Essa concepção de trajetória aparece também em As regras da arte (BOURDIEU, 1996), obra densa em que utiliza as mesmas categorias sociológicas para analisar, dentre outras coisas, um romance de Gustave Flaubert. A literatura é, então, tomada por Bourdieu como metáfora do mundo social, pois num romance, assim como na vida real, os personagens constroem suas carreiras a partir do espaço social. Isto porque, para Bourdieu, é preciso compreender o campo com o qual cada um se fez. Por isso é que em Esboço de auto-análise (BOURDIEU, 2005), o sociólogo se preocupou em escrever sua história social, apresentando-a de uma forma muito singular, com base em sua trajetória social, experiências, expectativas e desilusões, fazendo uso de sua própria teoria.
Bourdieu redigiu Esboço de auto-análise tendo em mente as questões que procurava responder ao examinar a trajetória dos escritores e artistas como Gustave Flaubert, Charles Baudelaire e Édouard Manet.

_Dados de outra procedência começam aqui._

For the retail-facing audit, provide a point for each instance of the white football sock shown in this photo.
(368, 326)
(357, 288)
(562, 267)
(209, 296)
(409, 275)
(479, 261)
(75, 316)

O livro pode ser visto como uma das maneiras de por à prova sua concepção de trajetória social, e serve como um modelo de aplicação dessa proposta metodológica, por meio da qual o autor afirma que para estudar um autor é importante saber sobre sua trajetória e obra, para poder descobrir quais razões intelectuais e políticas conduziram seu pensamento. Na visão de Bourdieu, cada autor só existe e subsiste de acordo com as limitações do campo, criando seu próprio projeto criador em função da sua percepção das possibilidades disponíveis e inscritas em seu habitus por certa trajetória e também pela escolha ou recusa dos possíveis. Para compreender uma obra cultural é preciso compreender também o campo de produção e a posição do produtor nesse espaço.

Relação indivíduo-sociedade em Norbert Elias

Norbert Elias em Amsterdam, 1983. Foto: Gerard J. Holzmann.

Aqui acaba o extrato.